Overview

First In Human Study With ABBV-CLS-579 When Given Alone Or In Combination With Programmed Cell Death-1 Inhibitor In Participants With Locally Advanced Or Metastatic Tumors

Status:
Recruiting

Trial end date:
2023-08-05

Target enrollment:
0

Participant gender:
All

Summary

The purpose of this study is to see how safe and effective ABBV-CLS-579 is when used alone or in combination with programmed cell death protein-1 (PD-1) inhibitors in treating solid cancers. ABBV-CLS-579 is an investigational drug being developed for the treatment of solid tumors.
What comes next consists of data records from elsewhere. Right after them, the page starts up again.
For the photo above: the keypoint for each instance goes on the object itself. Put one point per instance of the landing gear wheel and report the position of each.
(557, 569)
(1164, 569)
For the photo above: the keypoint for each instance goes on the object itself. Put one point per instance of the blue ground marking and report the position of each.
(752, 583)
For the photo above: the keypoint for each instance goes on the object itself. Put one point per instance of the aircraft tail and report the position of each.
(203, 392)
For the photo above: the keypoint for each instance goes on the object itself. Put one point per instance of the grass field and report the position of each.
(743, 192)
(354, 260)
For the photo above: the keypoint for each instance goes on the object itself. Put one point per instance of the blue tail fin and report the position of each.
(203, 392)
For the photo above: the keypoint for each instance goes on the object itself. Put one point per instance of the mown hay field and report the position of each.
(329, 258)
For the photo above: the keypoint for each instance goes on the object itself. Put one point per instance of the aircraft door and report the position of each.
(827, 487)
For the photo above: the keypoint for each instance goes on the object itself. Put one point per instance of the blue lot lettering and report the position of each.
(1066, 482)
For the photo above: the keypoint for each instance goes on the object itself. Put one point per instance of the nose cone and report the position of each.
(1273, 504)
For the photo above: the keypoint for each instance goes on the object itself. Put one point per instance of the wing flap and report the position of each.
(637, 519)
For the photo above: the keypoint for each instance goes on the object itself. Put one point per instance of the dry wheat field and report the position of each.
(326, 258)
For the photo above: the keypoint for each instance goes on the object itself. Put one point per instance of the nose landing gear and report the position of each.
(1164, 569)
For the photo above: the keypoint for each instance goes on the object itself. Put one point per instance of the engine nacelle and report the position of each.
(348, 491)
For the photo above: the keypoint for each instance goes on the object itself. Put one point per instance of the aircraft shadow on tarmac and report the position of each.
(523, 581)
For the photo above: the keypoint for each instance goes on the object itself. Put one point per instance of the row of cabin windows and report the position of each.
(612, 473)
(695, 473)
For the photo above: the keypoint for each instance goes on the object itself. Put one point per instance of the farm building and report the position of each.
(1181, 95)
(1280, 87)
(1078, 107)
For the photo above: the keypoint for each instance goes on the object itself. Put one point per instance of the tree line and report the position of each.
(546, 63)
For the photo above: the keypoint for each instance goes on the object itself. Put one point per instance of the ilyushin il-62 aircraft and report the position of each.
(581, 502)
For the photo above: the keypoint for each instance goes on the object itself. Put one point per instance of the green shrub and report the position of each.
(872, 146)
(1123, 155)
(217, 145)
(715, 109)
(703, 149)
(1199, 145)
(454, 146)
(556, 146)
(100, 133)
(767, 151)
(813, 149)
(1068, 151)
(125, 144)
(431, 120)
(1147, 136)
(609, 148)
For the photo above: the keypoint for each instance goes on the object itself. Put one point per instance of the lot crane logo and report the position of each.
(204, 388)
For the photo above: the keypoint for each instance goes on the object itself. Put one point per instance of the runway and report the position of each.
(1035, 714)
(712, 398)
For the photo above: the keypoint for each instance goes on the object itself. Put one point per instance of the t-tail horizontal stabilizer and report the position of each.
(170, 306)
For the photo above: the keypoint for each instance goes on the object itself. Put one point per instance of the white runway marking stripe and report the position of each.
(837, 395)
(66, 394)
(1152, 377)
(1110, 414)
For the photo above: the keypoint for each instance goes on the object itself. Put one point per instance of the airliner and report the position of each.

The study has two arms - Monotherapy and Combination Therapy. In the monotherapy arm, participants will receive ABBV-CLS-579 alone, in increasing doses. In the combination therapy arm, escalating doses of ABBV-CLS-579 will be given in combination with a PD-1 inhibitor. Adult participants with a diagnosis of some solid tumors for which no effective standard therapy exists, or has failed will be enrolled. Participants will receive oral ABBV-CLS-579 capsule alone or in combination with intravenous (IV) PD-1 inhibitor. Participants will receive study drug treatment until disease progresses or discontinued. There may be a higher treatment burden for participants in this trial compared to their standard of care. Participants will attend regular visits during the course of the study at a hospital or clinic. The effect of the treatment will be checked by medical assessments, blood tests, checking for side effects, and completing questionnaires.

Phase:

Phase 1

Accepts Healthy Volunteers?

Details

Lead Sponsor:

Calico Life Sciences LLC

Collaborator:

AbbVie

Criteria

Inclusion Criteria:

- Must weigh at least 35 kilograms (kg).

- Histologically or cytologically proven metastatic or locally advanced tumors (with
measurable disease defined by Response Evaluation Criteria In Solid Tumors [RECIST]
v1.1), for which no effective standard therapy exists, or where standard therapy has
failed. Participants must have received at least 1 prior anticancer therapy for the
indication being considered.

- An Eastern Cooperative Oncology Group (ECOG) performance status ≤ 2.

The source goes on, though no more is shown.